There is little reprieve to be found in the cemetery where her father lays. Knees digging into the fresh grass, trembling fingers propping the flowers against his headstone, she does not pay attention to the tears streaming down her face. She’s learned to ignore them, if not welcome them. The wind picks up, cooling her feverish face as she traces the engraving of her father’s name letter by letter with her index finger.
“I miss you so much,” she whispers. “Everything’s gone to shit since you left. I dunno what to do without you.”
Her days have been foggy. Each waking moment leaves her stumbling through the dark all while she pretends she’s still the radiant girl she’s always been. It’s difficult to keep up the facade when her bed is cold in the mornings, and her fingers itch for the card John Price gave her. Ghosts follow behind her in the bedroom, her rearview mirror—the toilet.
So then, it should not come as a surprise when she returns home from her mother’s to see the lamp on in the living room. The television drones but no one is listening. A hand on a thigh. Unfamiliar lips pressed against ones she should have memorized but hasn’t felt the touch of in months. The woman looks nothing like Aelin. Inky locks cut into a short bob that her fiance weaves his fingers through as his nose kisses her cheek.
“Adam?”
Aelin’s stomach drops when they jump, heavy eyes now on her as she stands in the entryway. When Adam’s chest heaves with a sigh, she’s suddenly in the bathroom again. Hands clutching her stomach as she waddles out. Eyes full with tears as she sees him sitting on the couch, focused on the football match. It’s the same thing all over again.

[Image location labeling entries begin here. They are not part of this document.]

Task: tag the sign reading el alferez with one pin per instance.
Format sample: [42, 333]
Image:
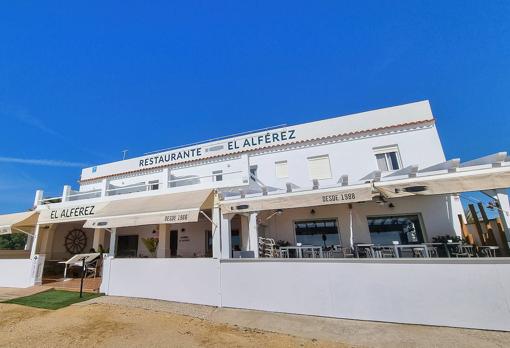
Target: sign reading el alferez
[233, 145]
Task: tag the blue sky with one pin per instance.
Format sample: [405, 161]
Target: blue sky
[80, 82]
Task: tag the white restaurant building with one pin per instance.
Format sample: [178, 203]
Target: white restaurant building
[371, 178]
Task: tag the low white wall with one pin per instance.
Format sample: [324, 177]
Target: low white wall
[16, 273]
[471, 295]
[180, 280]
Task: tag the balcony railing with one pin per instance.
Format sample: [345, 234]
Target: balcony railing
[210, 180]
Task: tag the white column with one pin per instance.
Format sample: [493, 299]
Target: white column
[504, 212]
[164, 241]
[104, 187]
[216, 234]
[245, 233]
[30, 241]
[99, 234]
[226, 234]
[253, 233]
[113, 242]
[455, 209]
[66, 192]
[34, 243]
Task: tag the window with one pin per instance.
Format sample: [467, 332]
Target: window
[127, 246]
[253, 172]
[281, 169]
[388, 158]
[218, 175]
[153, 185]
[405, 229]
[319, 167]
[318, 232]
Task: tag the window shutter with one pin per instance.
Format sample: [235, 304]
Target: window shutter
[282, 169]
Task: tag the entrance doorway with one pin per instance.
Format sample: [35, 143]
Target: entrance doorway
[174, 240]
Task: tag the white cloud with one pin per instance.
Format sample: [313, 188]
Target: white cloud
[42, 162]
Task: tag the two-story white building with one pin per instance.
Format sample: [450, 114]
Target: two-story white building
[291, 162]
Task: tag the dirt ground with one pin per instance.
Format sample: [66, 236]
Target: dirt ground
[96, 325]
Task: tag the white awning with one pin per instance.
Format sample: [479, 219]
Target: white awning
[170, 208]
[461, 181]
[18, 222]
[337, 195]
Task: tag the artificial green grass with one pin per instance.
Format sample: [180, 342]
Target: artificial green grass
[52, 299]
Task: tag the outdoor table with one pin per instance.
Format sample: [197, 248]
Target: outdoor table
[396, 247]
[438, 245]
[299, 250]
[489, 250]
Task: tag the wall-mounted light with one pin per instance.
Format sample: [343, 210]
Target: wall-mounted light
[381, 200]
[276, 212]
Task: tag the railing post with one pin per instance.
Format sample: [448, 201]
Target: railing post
[38, 197]
[164, 179]
[66, 192]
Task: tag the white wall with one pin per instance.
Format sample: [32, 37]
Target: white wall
[352, 157]
[181, 280]
[471, 293]
[191, 237]
[16, 273]
[459, 295]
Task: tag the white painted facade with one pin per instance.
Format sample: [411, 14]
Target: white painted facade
[324, 156]
[349, 144]
[459, 293]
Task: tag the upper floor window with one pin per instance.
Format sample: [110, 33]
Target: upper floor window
[281, 169]
[319, 167]
[218, 175]
[388, 158]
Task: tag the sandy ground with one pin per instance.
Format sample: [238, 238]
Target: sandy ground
[107, 325]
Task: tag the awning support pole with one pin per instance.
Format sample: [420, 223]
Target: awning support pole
[208, 218]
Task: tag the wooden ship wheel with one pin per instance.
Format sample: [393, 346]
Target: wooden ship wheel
[75, 241]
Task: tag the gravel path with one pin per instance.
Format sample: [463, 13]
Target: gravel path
[349, 332]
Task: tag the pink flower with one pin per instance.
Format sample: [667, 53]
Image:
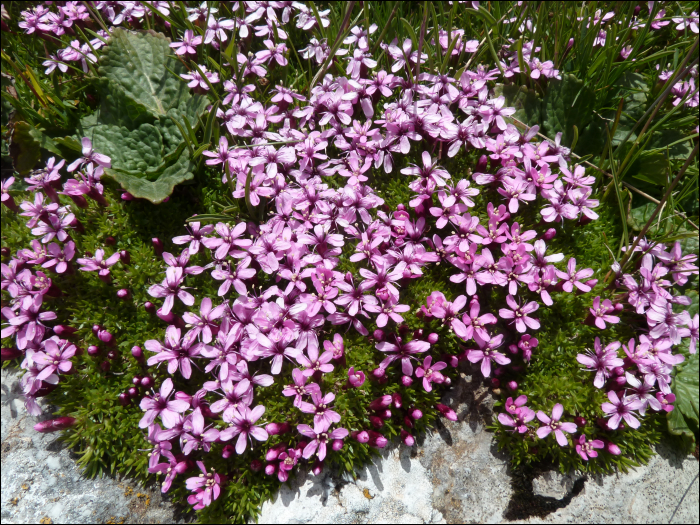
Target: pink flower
[554, 425]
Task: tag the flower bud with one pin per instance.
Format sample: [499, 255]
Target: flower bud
[416, 414]
[9, 354]
[380, 403]
[377, 440]
[157, 246]
[62, 330]
[274, 452]
[360, 436]
[105, 337]
[275, 429]
[447, 412]
[317, 468]
[550, 234]
[407, 438]
[52, 425]
[355, 378]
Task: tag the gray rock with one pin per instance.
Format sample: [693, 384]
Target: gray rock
[554, 484]
[40, 480]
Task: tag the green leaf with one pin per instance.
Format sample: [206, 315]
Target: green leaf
[525, 101]
[138, 62]
[157, 190]
[26, 145]
[683, 419]
[567, 103]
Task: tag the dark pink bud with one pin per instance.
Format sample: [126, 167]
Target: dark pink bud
[275, 429]
[612, 448]
[360, 436]
[53, 425]
[62, 330]
[416, 414]
[123, 399]
[9, 354]
[380, 403]
[447, 412]
[157, 246]
[105, 337]
[407, 438]
[274, 452]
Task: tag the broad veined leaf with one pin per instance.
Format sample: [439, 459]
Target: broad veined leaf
[139, 63]
[156, 190]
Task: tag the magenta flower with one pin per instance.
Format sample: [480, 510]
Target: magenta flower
[520, 314]
[554, 425]
[619, 409]
[322, 413]
[319, 438]
[171, 288]
[300, 388]
[587, 448]
[487, 352]
[243, 426]
[159, 405]
[207, 487]
[430, 372]
[602, 361]
[355, 378]
[403, 351]
[601, 313]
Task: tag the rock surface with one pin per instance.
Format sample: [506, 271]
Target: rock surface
[41, 482]
[455, 474]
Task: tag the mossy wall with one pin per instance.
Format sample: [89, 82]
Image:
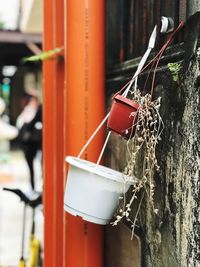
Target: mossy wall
[171, 237]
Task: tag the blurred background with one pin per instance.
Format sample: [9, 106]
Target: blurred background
[20, 37]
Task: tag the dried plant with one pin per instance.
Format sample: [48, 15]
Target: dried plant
[141, 150]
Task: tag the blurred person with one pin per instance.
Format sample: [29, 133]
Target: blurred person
[29, 123]
[7, 131]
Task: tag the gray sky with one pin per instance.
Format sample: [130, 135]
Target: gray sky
[9, 13]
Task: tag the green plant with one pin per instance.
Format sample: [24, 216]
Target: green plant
[141, 156]
[175, 70]
[46, 55]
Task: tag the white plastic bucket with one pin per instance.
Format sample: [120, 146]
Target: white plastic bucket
[93, 191]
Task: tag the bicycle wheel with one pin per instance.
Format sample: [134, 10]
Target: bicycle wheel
[34, 252]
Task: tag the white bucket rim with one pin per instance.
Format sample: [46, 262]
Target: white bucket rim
[99, 170]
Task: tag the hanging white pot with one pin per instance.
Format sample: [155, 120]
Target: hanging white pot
[93, 191]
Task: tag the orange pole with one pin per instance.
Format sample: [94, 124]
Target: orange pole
[58, 79]
[83, 244]
[53, 83]
[48, 138]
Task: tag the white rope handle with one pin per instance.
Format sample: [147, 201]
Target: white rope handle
[151, 44]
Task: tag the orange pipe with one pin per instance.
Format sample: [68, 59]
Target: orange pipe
[84, 110]
[58, 81]
[53, 152]
[49, 131]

She doesn’t wait around long enough to hear his excuses. The front door slams shut behind her but the sound is muffled on her ears as she slips into her car and speeds away.

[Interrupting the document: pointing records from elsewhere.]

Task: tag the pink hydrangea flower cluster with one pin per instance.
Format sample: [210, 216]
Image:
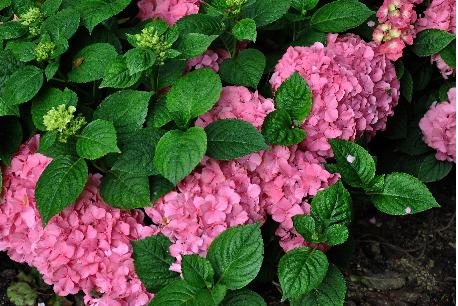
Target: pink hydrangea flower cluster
[85, 247]
[441, 15]
[210, 58]
[354, 89]
[439, 127]
[169, 10]
[396, 27]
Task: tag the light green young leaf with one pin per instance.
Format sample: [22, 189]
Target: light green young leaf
[246, 69]
[193, 95]
[152, 262]
[277, 129]
[295, 97]
[403, 194]
[245, 29]
[60, 185]
[178, 153]
[340, 16]
[232, 138]
[236, 255]
[90, 63]
[301, 270]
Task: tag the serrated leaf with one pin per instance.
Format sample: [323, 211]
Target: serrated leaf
[278, 129]
[152, 262]
[193, 95]
[97, 139]
[138, 152]
[178, 153]
[59, 185]
[139, 59]
[264, 12]
[180, 293]
[90, 63]
[340, 16]
[126, 191]
[197, 271]
[301, 270]
[354, 163]
[243, 297]
[246, 69]
[229, 139]
[403, 194]
[94, 12]
[23, 85]
[431, 41]
[236, 255]
[46, 100]
[245, 29]
[330, 292]
[117, 75]
[127, 110]
[294, 96]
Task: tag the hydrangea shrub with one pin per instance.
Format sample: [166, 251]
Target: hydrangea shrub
[144, 144]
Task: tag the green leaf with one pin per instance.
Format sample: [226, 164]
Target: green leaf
[180, 293]
[117, 75]
[278, 129]
[138, 152]
[330, 292]
[243, 297]
[246, 69]
[197, 271]
[264, 12]
[159, 187]
[340, 16]
[64, 24]
[94, 12]
[232, 138]
[152, 262]
[448, 54]
[178, 153]
[236, 255]
[432, 170]
[46, 100]
[354, 163]
[407, 86]
[97, 139]
[301, 270]
[22, 50]
[336, 234]
[294, 96]
[11, 135]
[193, 44]
[332, 205]
[90, 63]
[193, 95]
[245, 29]
[126, 191]
[60, 185]
[403, 194]
[139, 59]
[23, 85]
[127, 110]
[431, 41]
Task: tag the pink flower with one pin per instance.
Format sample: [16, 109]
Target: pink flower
[439, 127]
[354, 89]
[169, 10]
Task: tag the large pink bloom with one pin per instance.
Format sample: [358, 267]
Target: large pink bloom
[85, 247]
[439, 127]
[169, 10]
[354, 89]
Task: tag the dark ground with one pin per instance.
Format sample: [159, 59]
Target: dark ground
[391, 260]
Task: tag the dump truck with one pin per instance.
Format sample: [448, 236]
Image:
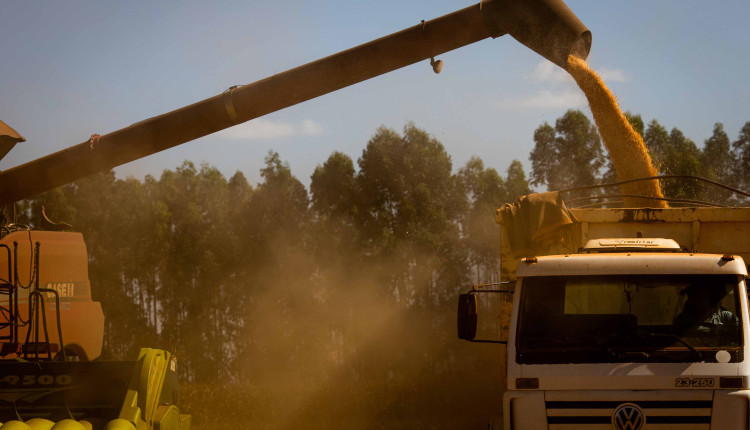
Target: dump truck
[619, 318]
[51, 330]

Night has long since fallen by the time she reaches the park. When she was a child, her parents used to own a home in this neighborhood and she often came here with her dad. The swingset is painted blue now instead of red, but she makes no effort to approach it as she seats herself on an algid, metal bench.

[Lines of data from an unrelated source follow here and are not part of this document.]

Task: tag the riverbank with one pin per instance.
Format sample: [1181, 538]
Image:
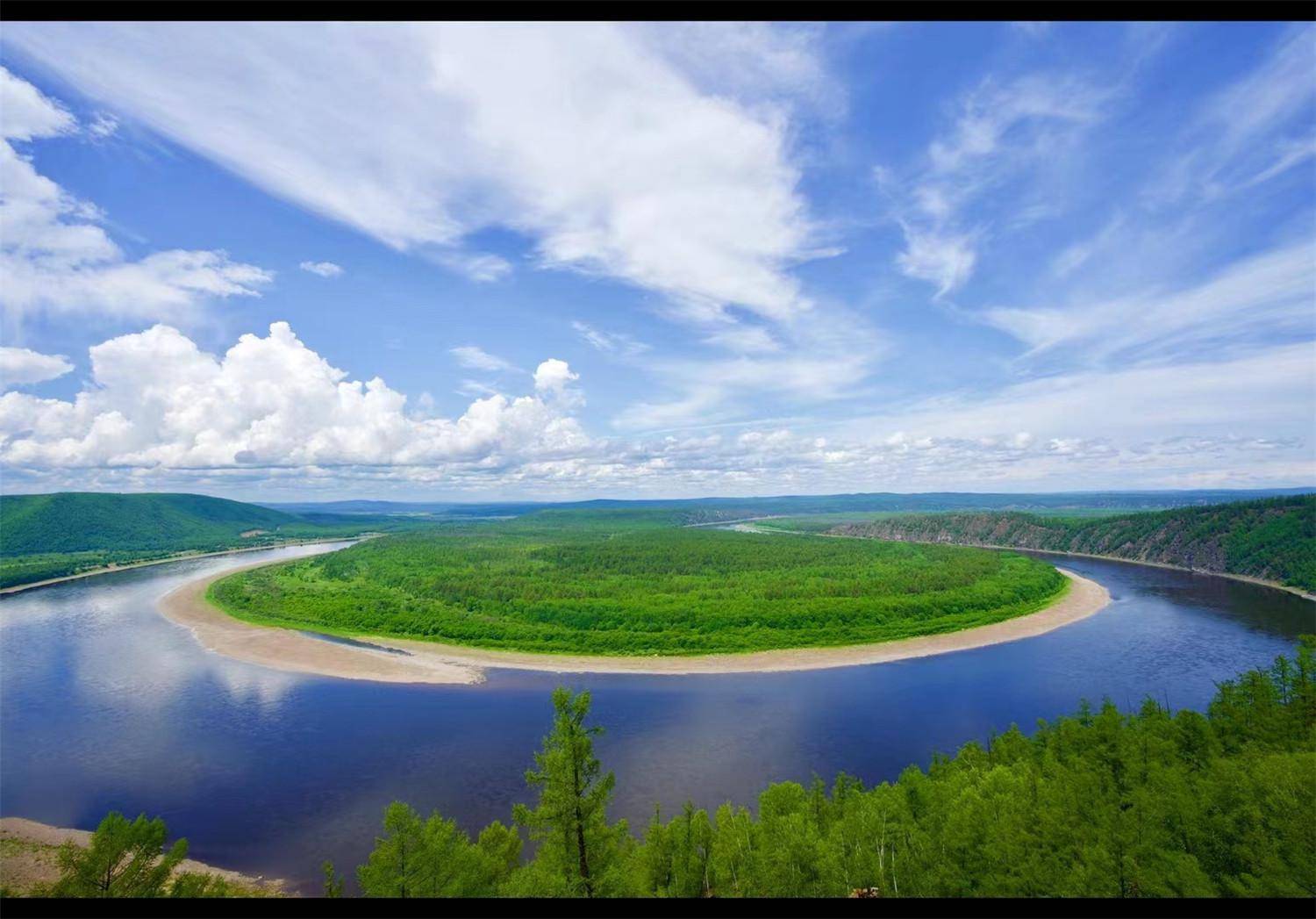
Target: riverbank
[179, 557]
[29, 858]
[412, 661]
[1245, 578]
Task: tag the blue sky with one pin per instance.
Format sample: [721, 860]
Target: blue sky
[303, 261]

During times like these, Aelin would often go to her dad for comfort. His office smelled like leather and Earl Grey, and he always kept a recliner in the corner of the room for her to curl up in to do homework, or cry about boys at school. He always knew what to say. What to do. Guiding her with a soft hand and sweet heart—she always wished she was more like him.
Now—without the luxury of paternal comfort—she does something stupid.
Fingers haphazardly digging through her bag, clutching the florist’s card, shakily punching in the numbers into her phone; Aelin knows she’s insane. Insane for thinking John Price is the person to call for something like this. Insane for thinking he’d even do anything at this time of night. Still, he answers. His voice bleeds through the speaker next to her ear like lukewarm wine. Intoxicating. Comforting.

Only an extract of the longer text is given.